The data product described here is meant to be built and deployed with a specific corpus of documents, but its structure will be the same if the author will decide to deploy it first with a subset of Reddit and other forums posts related to the same theme. The author imagines to integrate both sources anyway at some point.
The data source is the online library provided by the Jehovas's Witnesses organization (JW). JW is an american religion spread all over the world. They provide for public usage an interactive library that contains part of the textual material that they created since 1950. The library is hosted at this address: https://wol.jw.org/en/wol/h/r1/lp-e.
JW are active since 1870, so a big chunk fo the textual documents created by JW is not available in the online library.

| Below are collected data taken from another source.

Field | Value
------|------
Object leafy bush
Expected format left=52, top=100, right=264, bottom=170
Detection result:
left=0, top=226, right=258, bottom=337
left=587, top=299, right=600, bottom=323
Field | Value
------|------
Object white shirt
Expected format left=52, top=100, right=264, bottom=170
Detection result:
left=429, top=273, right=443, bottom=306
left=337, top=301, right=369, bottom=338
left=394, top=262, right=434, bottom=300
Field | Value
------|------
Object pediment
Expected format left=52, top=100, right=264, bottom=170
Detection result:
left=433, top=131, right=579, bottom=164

This textual data not available in the online library could be retrieved and ingested with different data sources (there are on the market some collections in DVD format containing the full library since the origin). Depending on the progression of the project and time availability, I may extend the scope of the project to these additional sources.

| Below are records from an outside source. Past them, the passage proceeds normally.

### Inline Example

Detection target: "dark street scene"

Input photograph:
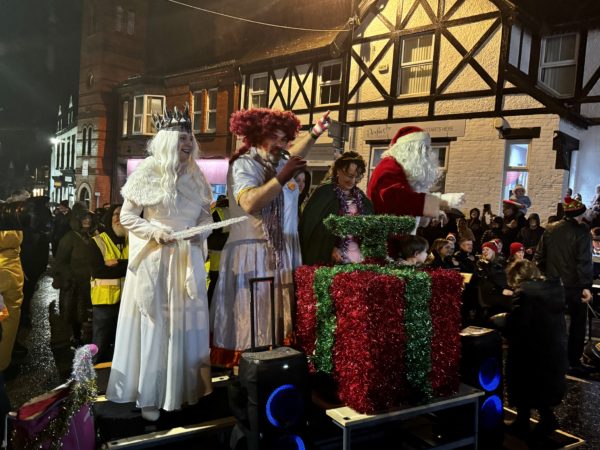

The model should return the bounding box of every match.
[2,0,600,449]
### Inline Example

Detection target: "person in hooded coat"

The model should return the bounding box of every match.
[505,259,568,437]
[53,204,97,346]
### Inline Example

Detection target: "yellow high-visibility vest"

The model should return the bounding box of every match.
[91,233,129,306]
[208,206,229,271]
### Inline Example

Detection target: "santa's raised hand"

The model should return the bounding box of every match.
[310,111,331,139]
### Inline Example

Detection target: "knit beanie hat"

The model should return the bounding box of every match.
[510,242,524,256]
[482,241,499,255]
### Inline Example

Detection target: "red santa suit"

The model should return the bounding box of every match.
[367,126,463,220]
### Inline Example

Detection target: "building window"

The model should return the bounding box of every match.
[398,33,434,96]
[368,146,387,182]
[132,95,165,134]
[539,33,578,97]
[87,126,92,155]
[318,60,342,105]
[116,6,123,31]
[127,10,135,35]
[60,142,65,169]
[503,141,529,200]
[430,144,448,193]
[249,74,268,108]
[66,141,71,169]
[193,89,217,133]
[82,128,87,157]
[509,24,531,74]
[122,100,129,136]
[79,187,90,209]
[71,135,76,167]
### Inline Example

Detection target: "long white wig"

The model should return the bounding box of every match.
[146,129,205,206]
[382,137,438,193]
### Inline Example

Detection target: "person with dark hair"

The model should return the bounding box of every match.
[295,169,312,215]
[53,206,97,348]
[473,241,510,320]
[424,238,455,269]
[211,108,330,368]
[480,215,503,246]
[535,196,593,375]
[299,151,373,265]
[500,199,527,256]
[51,200,71,257]
[89,204,128,363]
[505,259,567,438]
[454,237,476,273]
[395,235,429,266]
[517,213,544,259]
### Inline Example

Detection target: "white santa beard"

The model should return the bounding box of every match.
[382,141,438,193]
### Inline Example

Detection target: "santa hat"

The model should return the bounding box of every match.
[563,196,586,218]
[446,233,456,242]
[510,242,524,255]
[390,126,431,147]
[482,241,499,255]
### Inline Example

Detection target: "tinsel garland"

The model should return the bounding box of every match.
[294,265,320,372]
[426,268,464,396]
[311,263,434,401]
[323,214,416,259]
[331,271,407,412]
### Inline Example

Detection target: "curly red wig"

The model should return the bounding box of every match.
[229,108,301,162]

The goal is to provide a power tool for users interested in the history of JW. Through NLP, the user can explore the evolution and the doctrine of this religion in a way that is impossible simply using the original library.

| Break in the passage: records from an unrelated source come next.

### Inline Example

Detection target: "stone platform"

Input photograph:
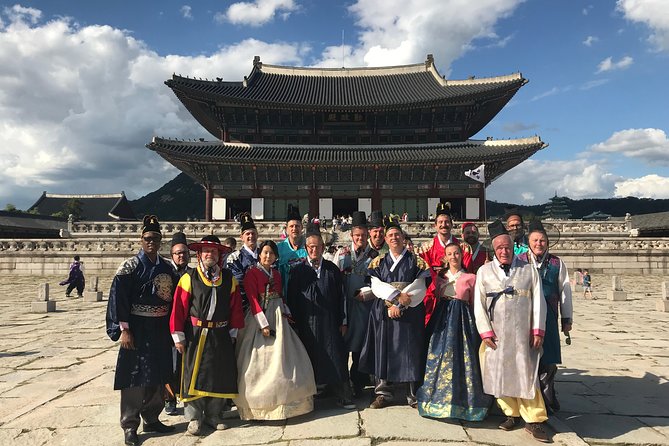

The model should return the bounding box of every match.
[1,274,668,445]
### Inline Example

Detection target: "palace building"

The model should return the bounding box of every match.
[148,55,546,221]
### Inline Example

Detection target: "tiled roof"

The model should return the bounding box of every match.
[28,193,137,221]
[166,56,526,109]
[148,136,546,167]
[631,211,669,230]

Sociologist of religions, historians of religions, former JWs.
The main components of the infrastructure should be:
- web scraper
- S3 bucket for data dump
- non-sql database to store the parsed data
- transformer module
- indexing module and search engine
- machine learning engine that runs NLP tasks on the scraped data
- interactive front-end with visualizations and the results of the NLP tasks
These components should be hosted on the cloud (AWS) and the interactive front-end should be available as web service.
The web scraper is a Python application based on Beatiful Soup. Its responsabilities are:
- connect to the source website
- retrieve the desired HTML files
- return a list of unparsed text elements
The web scraper returns a list on unparsed text elements; these are dumped in the S3 bucket.
A python module that is in charge of:
- extract and clean the text retrieved by the scraper
- organize the content in a shape usable by the search engine and the NLP libraries
- find the links between pubblications and store them in a suitable data structure
- store the parsed data in the non-sql database
This module builds an index of the documents corpus and takes care of the creation of a retrieval function for the search engine.
For this module the application leverages on Pyserini (that is built on top of Lucene). A possible retrieval function is the BM-25.
[OPTIONAL] A re-ranking module based on deep learning refines the search results (similarly as what happens in this search engine. Its infrastructure is described in this paper and represents more or less the state of the art of Information Retrieval based on Deep Learning.
It performs analysis triggered by the user interaction through the UI. For this reason, it is deployed as API on AWS.
Example of analyses:
- time series of the occurence of a specific term/concept
- sentyment analysis of a specific publication
- ...
Given the focus of Pipeline Academy on Data Engineering, the first version of the tool will contain vanilla machine learning. I will provide a baseline of standard techniques and leave for future development more advanced stuff. The idea is to create a modular product that will make easy to deploy additional NLP components.
A front-end built with Streamlit that let the user:
- submit queries to the search engine (corpus exploration)
- access to the analyses provided by the Machine Learning Engine
The application is deployed on AWS with Prefect. The ETL steps are executed each month, in order to retrieve the last issues of the publications.
Integration with Github Actions.
[IF FEASIBLE] An API is provided to let other applications download the results of the analyses.